The overdraft facility agreed with Komercijalna Banka AD Skopje
with a fixed interest rate of 2.4% to 2.5% dependent on conditions
denominated in Macedonian Denar previously repayable in July 2021
was extended post period end for a further year to 30 July 2022.
This overdraft as at 30 June 2021 was $3,326,000 (31 December 2020:
$4,809,000).
In June 2020 an overdraft facility was agreed with Ohridska
Banka A.D. Skopje with a fixed interest rate of 2.5% denominated in
Macedonian Denar repayable on 26 June 2021 and this was extended
post period end for a further year to 26 June 2022. This overdraft
as at 30 June 2021 was fully drawn down amounting to $5,331,000 (31
December 2020: $4,883,000).
16. Cash generated from operations
Six months ended
Adjustments for: 30-Jun-21 30-Jun-20
$'000 $'000
------------------------------------------------- --------- ---------
Profit before income tax including discontinued
operations 41,835 24,369
Adjustments for:
Depreciation and amortisation 15,131 14,650
Silver stream commitment (621) (1,139)
Loss/(profit) on disposal of property, plant and
equipment (note 6) 11 (296)
Foreign exchange loss 248 370
Unrealised losses on financial derivatives 4,855 -
Share based payments 1,106 275
Finance income (42) (83)
Finance costs 2,410 3,472
Changes in working capital:
(Increase) / decrease in inventories (345) 558
(Increase) in Trade and other receivables (808) (4,008)
(Decrease) in Trade and other payables (2,826) (4,208)

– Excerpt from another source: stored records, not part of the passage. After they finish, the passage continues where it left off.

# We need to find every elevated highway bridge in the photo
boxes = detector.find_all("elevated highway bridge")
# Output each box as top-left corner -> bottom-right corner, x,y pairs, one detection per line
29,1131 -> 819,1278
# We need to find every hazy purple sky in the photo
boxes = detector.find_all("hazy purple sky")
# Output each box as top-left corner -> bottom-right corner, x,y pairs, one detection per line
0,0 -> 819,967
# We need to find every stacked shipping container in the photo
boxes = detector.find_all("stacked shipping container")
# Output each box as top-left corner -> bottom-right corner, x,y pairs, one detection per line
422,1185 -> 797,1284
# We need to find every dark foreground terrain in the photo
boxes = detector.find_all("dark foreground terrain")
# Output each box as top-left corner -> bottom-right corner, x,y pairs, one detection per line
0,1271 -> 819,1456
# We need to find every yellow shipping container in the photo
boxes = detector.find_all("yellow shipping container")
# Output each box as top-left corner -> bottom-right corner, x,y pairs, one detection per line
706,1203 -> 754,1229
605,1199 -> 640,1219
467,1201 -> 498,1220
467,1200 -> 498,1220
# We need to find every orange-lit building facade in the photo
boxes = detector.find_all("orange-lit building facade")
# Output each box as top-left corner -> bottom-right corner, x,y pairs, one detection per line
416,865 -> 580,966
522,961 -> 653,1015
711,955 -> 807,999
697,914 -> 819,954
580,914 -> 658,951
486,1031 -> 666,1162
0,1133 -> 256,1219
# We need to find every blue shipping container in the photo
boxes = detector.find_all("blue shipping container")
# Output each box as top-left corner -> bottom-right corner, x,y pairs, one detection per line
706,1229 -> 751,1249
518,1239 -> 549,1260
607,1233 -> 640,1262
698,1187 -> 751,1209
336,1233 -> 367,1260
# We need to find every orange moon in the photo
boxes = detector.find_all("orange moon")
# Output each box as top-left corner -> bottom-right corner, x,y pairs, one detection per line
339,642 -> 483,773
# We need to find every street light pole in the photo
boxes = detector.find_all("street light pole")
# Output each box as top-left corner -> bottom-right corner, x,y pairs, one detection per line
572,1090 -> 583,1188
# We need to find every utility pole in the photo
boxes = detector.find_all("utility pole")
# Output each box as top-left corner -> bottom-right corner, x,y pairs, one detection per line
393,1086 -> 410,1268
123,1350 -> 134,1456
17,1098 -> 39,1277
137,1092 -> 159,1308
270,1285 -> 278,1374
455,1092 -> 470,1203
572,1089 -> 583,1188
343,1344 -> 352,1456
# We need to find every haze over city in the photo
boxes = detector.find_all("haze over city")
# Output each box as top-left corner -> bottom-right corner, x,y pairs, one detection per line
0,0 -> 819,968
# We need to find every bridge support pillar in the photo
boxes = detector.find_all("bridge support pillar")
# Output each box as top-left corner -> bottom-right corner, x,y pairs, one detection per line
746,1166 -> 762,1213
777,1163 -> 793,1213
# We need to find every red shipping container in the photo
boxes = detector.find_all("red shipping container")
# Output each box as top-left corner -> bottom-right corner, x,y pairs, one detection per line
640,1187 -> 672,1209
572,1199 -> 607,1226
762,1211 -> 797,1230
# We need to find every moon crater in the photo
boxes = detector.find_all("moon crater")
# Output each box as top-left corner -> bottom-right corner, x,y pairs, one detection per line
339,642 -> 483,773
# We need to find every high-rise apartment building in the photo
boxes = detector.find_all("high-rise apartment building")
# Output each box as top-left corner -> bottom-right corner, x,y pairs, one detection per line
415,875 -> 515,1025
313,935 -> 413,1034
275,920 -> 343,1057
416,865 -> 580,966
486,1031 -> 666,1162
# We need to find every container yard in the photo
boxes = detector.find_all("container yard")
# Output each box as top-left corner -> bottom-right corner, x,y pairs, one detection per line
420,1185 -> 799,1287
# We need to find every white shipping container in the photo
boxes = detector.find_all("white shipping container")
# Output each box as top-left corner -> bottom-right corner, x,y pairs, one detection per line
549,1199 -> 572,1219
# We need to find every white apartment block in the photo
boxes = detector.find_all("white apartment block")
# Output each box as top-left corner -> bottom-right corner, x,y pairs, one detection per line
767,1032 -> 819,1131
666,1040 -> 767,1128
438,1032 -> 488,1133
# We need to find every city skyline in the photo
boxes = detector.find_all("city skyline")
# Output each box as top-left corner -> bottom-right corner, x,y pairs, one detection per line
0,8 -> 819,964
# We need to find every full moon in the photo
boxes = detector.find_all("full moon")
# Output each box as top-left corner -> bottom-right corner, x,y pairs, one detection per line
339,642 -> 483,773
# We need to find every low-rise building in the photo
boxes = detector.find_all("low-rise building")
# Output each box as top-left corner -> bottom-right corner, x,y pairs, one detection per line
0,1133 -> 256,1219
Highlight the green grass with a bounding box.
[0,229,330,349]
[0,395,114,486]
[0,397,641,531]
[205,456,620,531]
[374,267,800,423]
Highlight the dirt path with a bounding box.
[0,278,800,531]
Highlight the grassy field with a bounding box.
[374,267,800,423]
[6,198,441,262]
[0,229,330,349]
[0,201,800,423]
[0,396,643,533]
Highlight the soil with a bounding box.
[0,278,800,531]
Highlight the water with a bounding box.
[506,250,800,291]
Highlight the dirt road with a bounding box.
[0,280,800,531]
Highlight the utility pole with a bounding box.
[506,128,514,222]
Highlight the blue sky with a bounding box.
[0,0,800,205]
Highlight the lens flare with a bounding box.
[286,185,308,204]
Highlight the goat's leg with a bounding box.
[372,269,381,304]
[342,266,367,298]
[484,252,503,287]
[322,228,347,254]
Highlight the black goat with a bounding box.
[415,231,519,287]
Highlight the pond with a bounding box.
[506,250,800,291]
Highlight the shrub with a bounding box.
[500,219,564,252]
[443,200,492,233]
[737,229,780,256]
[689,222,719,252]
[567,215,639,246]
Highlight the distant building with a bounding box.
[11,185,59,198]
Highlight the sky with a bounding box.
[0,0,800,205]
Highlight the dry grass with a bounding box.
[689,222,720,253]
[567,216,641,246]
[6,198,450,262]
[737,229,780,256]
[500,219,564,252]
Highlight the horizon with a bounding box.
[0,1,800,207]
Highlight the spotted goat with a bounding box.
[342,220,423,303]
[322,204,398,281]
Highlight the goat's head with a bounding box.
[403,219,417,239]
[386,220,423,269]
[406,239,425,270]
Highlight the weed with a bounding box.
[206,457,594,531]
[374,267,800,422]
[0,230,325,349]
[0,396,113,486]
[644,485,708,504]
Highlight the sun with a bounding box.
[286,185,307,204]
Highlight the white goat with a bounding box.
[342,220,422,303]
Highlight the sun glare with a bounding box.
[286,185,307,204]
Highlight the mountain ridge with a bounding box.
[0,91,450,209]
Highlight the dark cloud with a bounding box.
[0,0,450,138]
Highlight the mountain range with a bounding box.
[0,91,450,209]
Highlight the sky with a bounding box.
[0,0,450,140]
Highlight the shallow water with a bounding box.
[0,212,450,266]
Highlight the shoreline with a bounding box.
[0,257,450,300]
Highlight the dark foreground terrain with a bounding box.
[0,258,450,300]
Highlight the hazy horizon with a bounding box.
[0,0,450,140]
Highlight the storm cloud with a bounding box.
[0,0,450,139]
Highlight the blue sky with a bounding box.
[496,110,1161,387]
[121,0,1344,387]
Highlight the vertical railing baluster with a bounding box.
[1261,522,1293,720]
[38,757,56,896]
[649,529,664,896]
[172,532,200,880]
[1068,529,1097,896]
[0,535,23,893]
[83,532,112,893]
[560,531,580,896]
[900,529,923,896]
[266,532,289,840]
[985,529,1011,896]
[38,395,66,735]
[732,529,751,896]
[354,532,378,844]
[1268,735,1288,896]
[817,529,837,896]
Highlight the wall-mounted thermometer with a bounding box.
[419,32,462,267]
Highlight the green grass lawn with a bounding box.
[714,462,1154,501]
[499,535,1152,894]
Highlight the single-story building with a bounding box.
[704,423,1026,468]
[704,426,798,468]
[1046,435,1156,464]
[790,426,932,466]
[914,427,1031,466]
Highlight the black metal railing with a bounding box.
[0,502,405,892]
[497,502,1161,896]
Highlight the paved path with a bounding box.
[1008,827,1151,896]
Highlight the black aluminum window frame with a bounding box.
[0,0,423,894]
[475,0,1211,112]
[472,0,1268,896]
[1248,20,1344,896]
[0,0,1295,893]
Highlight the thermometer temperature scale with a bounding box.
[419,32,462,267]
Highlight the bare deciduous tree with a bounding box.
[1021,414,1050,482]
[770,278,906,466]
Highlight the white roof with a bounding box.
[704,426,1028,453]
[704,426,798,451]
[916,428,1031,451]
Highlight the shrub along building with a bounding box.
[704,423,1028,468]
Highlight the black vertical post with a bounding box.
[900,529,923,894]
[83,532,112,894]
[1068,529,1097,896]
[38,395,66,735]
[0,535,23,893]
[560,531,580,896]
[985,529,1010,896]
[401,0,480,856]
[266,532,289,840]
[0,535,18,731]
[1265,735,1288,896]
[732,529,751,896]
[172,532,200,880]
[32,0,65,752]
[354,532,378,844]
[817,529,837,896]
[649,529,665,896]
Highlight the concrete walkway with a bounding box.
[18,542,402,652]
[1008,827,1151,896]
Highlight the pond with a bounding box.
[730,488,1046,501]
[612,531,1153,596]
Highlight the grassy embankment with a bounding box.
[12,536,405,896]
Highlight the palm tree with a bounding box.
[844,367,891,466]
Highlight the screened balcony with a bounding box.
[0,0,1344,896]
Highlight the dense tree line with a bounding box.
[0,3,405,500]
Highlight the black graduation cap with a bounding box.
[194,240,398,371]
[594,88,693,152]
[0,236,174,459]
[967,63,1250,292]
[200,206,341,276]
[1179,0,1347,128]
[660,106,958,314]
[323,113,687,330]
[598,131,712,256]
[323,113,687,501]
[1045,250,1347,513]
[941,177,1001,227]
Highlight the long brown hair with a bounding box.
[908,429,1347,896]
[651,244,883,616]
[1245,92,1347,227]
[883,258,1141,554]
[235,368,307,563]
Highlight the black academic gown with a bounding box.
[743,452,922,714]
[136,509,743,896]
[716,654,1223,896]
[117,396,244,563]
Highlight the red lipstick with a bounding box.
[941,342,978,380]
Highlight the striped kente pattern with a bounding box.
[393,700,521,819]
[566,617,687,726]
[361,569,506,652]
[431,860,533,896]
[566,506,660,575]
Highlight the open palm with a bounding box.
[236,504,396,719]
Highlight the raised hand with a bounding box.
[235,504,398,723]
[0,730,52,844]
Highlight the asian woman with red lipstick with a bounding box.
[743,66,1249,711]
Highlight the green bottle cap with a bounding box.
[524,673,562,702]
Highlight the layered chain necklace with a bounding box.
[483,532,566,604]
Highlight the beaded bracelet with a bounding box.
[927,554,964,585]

Provisions for other liabilities and charges (23) 386
Cash generated from operations 60,931 34,346
------------------------------------------------- --------- ---------
17. Dividend per share
An interim dividend of 8 pence per ordinary share (H1 2020: 6
pence) was declared by the CAML Board on the 15 September 2021. In
the comparative period the CAML Board of Directors deferred the
decision regarding the CAML interim dividend while assessing the
financial impact of the TSF4 leakage, later during 2020 a 6 pence
dividend was paid.
18. Related party disclosure
The Kounrad Foundation, a charitable foundation through which
Kounrad donates to the community, was advanced $nil (H1 2020:
$62,473) as donations are expected in H2 2021. This is a related
party by virtue of common directors.
The Sasa Foundation was set up during the period, a charitable
foundation through which Sasa donates to the community, was
advanced $236,000 (H1 2020: $nil). This is a related party by
virtue of common directors.
19. Subsequent events
On 15 July 2021, the Group issued 1,018,871 long-term share
awards ("Awards") over ordinary shares in the Company at an
exercise price of $0.01 per share, to Executive Directors and
employees of the Company under the Central Asia Metals Employee
Share Plan 2011. These share options are on the same basis as the
grant in 2020 as they vest after three years depending on a
combination of the achievement of the Group of performance target
relating to the level of absolute total shareholder return compound
annual growth rate of the value of the Company's shares over the
performance period of three financial years ending 31 December 2023
relative to the mining index of companies as well as sustainability
performance targets.
Post period end, a decision was taken to repay an additional $10
million of the corporate debt facility during H2 2021.